I aim to do a bit of exercise during my lunch hour, and once a week, I meet virtually for tea with some meditation friends. It definitely helps me break up my day and allows me to turn my attention away from work.
Set visual markers
A visual marker lets those around you know that you’re working, and not to disturb. It can be as simple as shutting the door on putting on your headphones. If you want to spin a little creativity, you can agree upon a code or physical, visual cue. For instance, wrapping a ribbon around your coveted pen holder, or setting a paperweight at a specific place on the dining table clues will help others know when you’re in work mode.
Turn off work notifications
When you WFH, it’s far too easy to let your working day bleed into your off-hours. Turn off Slack notifications, sign out of any chat threads with coworkers. I installed f.luxe, a free Chrome browser extension that dims the screen on both my computer and phone after a particular hour. It’s a sign that I should get off my devices and shut my work brain off for the day.
One of my friends confided that he was annoyed at his partner, who was his new work from home office mate. Why? She had a tendency to barge into her home office to rant about her coworkers. While my friend was irritated, he also acknowledged that his partner was an extrovert and probably had been feeling undersocialized. If your significant other or roommate is doing something that bothers you, chances are they aren’t intentionally trying to push your buttons. Try to see where they’re coming from.
During quarantine, there’s been a significant shift for many folks in terms of their routines.

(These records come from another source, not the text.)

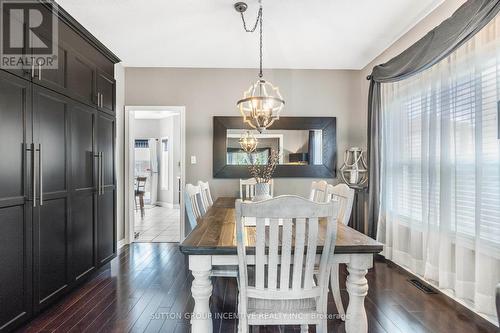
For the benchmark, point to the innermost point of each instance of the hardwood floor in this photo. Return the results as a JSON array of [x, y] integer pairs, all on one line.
[[147, 289]]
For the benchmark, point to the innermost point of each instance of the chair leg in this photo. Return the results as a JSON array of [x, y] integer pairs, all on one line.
[[141, 203], [322, 327], [335, 285]]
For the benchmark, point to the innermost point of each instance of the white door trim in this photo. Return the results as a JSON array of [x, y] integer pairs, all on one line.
[[129, 164]]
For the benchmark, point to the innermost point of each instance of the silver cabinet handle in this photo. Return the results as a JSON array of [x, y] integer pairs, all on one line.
[[40, 173], [102, 174], [33, 173]]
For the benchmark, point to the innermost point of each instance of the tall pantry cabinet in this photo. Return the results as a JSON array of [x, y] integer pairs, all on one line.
[[57, 173]]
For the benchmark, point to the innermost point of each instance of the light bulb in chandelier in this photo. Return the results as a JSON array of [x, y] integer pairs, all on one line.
[[248, 142]]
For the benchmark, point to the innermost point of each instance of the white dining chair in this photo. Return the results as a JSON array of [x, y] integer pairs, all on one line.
[[247, 188], [206, 196], [189, 211], [344, 195], [278, 287]]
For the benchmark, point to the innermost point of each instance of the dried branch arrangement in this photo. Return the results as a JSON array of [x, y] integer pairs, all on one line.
[[263, 173]]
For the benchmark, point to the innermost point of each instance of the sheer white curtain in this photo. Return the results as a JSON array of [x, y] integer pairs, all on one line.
[[440, 192]]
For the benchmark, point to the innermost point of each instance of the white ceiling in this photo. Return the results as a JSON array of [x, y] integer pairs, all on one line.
[[323, 34], [154, 114]]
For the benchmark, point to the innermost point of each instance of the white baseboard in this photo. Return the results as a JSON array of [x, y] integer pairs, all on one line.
[[167, 204]]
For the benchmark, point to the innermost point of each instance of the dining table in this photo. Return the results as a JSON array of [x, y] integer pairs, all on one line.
[[212, 243]]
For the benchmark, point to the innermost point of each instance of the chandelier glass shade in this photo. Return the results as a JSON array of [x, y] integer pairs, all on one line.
[[248, 142], [261, 105]]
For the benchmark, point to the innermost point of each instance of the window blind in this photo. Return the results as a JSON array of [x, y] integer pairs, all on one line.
[[440, 133]]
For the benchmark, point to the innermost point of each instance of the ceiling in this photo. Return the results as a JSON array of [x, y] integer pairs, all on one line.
[[154, 114], [309, 34]]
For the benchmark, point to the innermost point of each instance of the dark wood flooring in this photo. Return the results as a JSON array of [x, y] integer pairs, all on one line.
[[147, 289]]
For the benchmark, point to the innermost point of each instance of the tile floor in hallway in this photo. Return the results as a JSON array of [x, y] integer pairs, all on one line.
[[159, 224]]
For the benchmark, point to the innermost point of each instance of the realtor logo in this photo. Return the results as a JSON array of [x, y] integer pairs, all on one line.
[[29, 34]]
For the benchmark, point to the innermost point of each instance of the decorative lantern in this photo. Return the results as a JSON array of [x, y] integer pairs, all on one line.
[[354, 171]]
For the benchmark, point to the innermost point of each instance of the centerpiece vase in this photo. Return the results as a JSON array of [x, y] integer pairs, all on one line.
[[262, 192]]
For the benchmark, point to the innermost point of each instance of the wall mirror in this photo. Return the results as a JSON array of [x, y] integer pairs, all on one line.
[[307, 147]]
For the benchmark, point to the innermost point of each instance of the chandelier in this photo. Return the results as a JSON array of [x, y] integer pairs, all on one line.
[[262, 103], [248, 142]]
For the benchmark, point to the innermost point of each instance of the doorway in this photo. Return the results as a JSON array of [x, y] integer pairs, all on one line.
[[155, 173]]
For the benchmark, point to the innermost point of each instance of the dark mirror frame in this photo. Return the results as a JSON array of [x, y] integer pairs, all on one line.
[[327, 170]]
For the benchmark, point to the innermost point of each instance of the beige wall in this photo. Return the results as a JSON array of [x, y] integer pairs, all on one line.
[[213, 92], [120, 151]]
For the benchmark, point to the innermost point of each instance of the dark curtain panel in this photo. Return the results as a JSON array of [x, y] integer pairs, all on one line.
[[311, 147], [436, 45]]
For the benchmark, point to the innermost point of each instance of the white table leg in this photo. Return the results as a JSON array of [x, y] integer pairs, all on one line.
[[357, 287], [201, 289]]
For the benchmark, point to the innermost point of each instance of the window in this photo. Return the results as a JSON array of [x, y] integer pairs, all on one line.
[[164, 164], [441, 147]]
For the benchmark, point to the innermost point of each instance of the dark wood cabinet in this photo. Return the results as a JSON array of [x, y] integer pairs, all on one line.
[[106, 92], [57, 172], [106, 220], [15, 219], [83, 190], [81, 75], [50, 212]]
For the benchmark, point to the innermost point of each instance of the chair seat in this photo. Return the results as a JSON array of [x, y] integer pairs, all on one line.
[[289, 306]]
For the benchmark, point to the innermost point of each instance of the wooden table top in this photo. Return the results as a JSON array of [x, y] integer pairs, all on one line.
[[215, 235]]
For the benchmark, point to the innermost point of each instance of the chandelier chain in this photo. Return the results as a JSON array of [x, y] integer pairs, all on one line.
[[258, 22]]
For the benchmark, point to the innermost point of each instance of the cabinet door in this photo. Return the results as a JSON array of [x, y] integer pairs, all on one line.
[[106, 205], [15, 220], [106, 92], [52, 77], [10, 63], [83, 228], [81, 75], [51, 216]]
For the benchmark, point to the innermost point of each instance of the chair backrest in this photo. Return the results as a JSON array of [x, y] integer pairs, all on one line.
[[289, 276], [319, 191], [189, 210], [247, 188], [194, 193], [206, 196], [345, 195]]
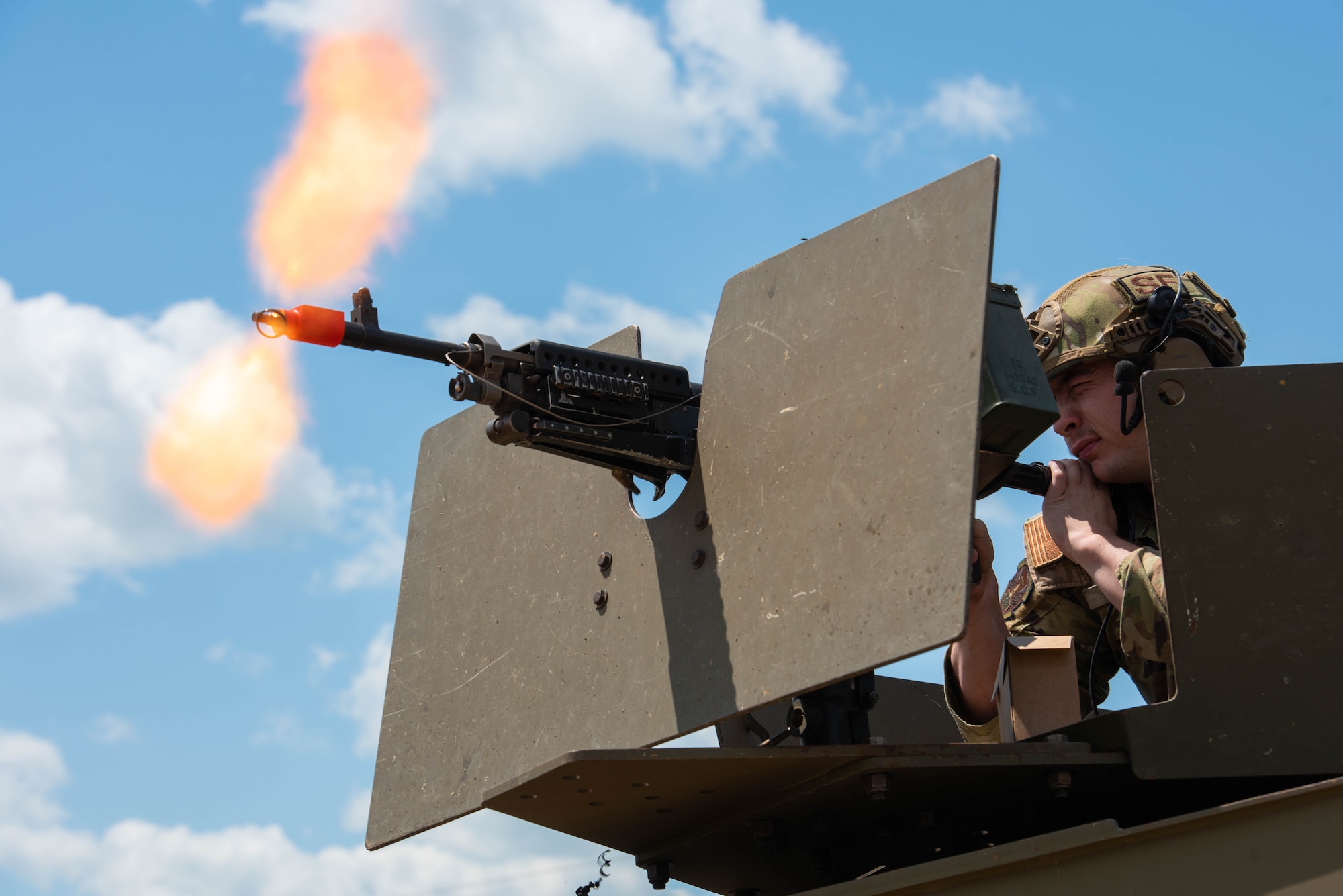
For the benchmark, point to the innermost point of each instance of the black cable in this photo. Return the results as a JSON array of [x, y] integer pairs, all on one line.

People might be missing their lunch buddies, morning workouts at the gym, or the daily chat with their favorite barista. If your roomie is missing their daily scoop of gossip from coworkers, they might unintentionally disrupt you because their social needs might not be met. These drastic changes require everyone to have a little more understanding, patience, and empathy.
And as co-working spaces and coffee shops aren’t available options, we’ll need to do our best to carve our areas in our homes to work out of. We’ll need to set boundaries with both ourselves and those we share a roof with. And beyond that, we want to be mindful of how these changes affect our moods, routines, and productivity, for both ourselves and those around us.